Support and pressure

Well done to all those who contributed to the acceptance, at the level of the Ministers of Justice and Home Affairs, of the draft European Council conclusions which, if endorsed as agreed, at the meeting of heads of state and of government of the EU on...

Well done to all those who contributed to the acceptance, at the level of the Ministers of Justice and Home Affairs, of the draft European Council conclusions which, if endorsed as agreed, at the meeting of heads of state and of government of the EU on October 15 and 16 will crystallise the formal acceptance of the principle of voluntary burden sharing among EU member states. This is a very important step forward although the Commission now needs to create the mechanisms to implement this principle among EU member states.

Equally important is the reference in the text to those EU member states with "specific and disproportionate pressures on their national asylum systems, due in particular to their geographical or demographic situation" - and, in our case, additionally, by reason of our size. The MLP was wrong to immediately dismiss this important development with references to the fact that it does not cover all illegal migrants and that there is no timeframe to its implementation. As the opposition, they can ask for more, but they are wrong not to put their own weight four square behind the government on this issue so that together we can keep up the pressure on the EU to act on all fronts.

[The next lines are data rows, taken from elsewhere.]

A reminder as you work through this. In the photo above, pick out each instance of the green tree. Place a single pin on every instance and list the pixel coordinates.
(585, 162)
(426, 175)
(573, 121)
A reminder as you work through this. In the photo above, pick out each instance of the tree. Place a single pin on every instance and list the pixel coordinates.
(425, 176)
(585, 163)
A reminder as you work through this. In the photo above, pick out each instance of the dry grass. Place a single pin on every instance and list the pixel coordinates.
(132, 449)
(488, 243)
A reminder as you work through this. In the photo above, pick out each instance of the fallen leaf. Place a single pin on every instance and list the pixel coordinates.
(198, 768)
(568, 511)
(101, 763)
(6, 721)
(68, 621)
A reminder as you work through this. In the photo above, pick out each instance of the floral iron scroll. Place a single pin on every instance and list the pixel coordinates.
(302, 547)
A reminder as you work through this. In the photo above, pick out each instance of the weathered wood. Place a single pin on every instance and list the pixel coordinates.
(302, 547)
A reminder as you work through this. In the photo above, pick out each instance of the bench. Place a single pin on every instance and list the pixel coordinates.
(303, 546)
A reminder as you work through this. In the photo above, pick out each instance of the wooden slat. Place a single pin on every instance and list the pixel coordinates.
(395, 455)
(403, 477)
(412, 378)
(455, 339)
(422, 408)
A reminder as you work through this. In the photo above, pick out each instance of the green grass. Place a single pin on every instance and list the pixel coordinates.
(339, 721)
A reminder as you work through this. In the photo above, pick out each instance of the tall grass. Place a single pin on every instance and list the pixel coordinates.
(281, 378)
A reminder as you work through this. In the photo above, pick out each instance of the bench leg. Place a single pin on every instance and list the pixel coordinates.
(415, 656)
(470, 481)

Frontex missions, always a risky exercise, remain essential in the central Mediterranean, not least to complement the mission in the western Mediterranean and in the Canaries. Malta's insistence on having Frontex missions in the central Mediterranean was fully justified in order to ensure that the criminal organisations controlling the flow of illegal immigration along the western, central and eastern African routes did not get the message that the Libya/Maltese/Italian route was a "soft" option on which to divert all their activities. While Frontex on its own was, and is, never the full answer to the problem of illegal immigration, lack of Frontex missions in the central Mediterranean would further compound the problem for us in this region.

Fighting illegal immigration is a complex issue.

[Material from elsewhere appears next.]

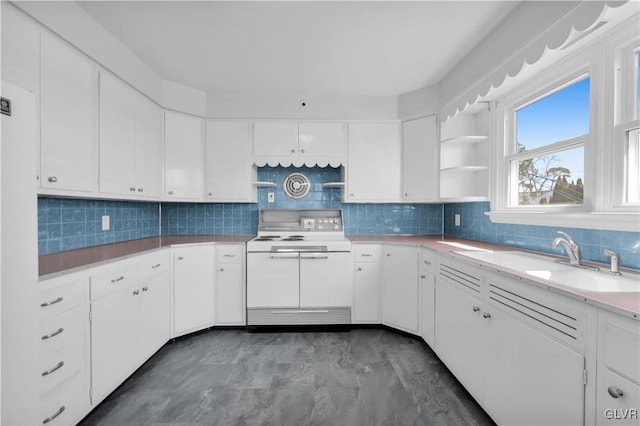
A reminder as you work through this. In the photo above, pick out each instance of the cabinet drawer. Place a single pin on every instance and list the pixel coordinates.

Many an eyebrow was raised in surprise when, some years back, as Minister of Foreign Affairs, I launched an appeal to the EU to condition development - not humanitarian - assistance to ACP countries to their adherence to their Cotonou article 13 where they undertook to take back illegal immigrants. It was a proposal meant to highlight the urgency and intensity of Malta's (and others) problem and, although not endorsed as proposed, it had an important influence on the debate and article 13 missions with ACP countries have now become regular features of the European Commission's work on illegal immigration.

We still await a clear answer to the Malta proposal, which was laid in front of EU Justice and Home Affairs Ministers following the "tuna pen" incident. Malta proposed an agreed system of rotational burden-sharing among all EU states for persons saved from the search and rescue area of a non-EU country which borders with an EU state (say, Libya). The proposal remains shelved, many voices having suddenly gone silent on this matter. All that needs to be done is to follow the conclusion of the Spanish trawler case, when, following our justified refusal of entry of the trawler into Maltese national waters, Spain, Italy, Malta and Andorra achieved a negotiated burden-sharing solution to the situation.

The UNHCR holds an important key to the success of the voluntary burden-sharing scheme which can emerge after the European Council of mid-October. The UNHCR has to accept that EU states can deduct from their yearly UNHCR quota commitment refugees or persons holding humanitarian status accepted from the territories of other EU member, especially in the case of particularly vulnerable EU member countries carrying a disproportionate burden. The UNHCR has to lift its refusal for such deduction to take place, at least for extreme cases such as Malta.

The element of repatriation is also another essential factor. When just under two years ago, as then Minister of Foreign Affairs, on my great insistence, the ministry submitted its Dar voluntary repatriation programme under the EU funded Return programme, I was probably the only one to believe that this could somewhat work. Together with our partners, the Austrian based ICMPD, Med Europe (Italy) and SOS Malta, we were awarded the project, in the midst of great scepticism. It is true that, consciously, not to raise expectations too high, this programme of voluntary repatriation was introduced without any fanfare as far as the media were involved but it is results which count. May this process continue well beyond the closure of this 18-month programme which terminates in January next year.

Addressing illegal immigration is a multi-faceted issue in which Malta needs all the help it can get. This is the time for all political and social forces to rally behind the government to express clear support for the adoption of the burden-sharing principle in the "new European Union pact on migration". Without this expression of solidarity there would be nothing much new about it.

Dr Frendo was Malta's Foreign Minister between 2004 and 2008.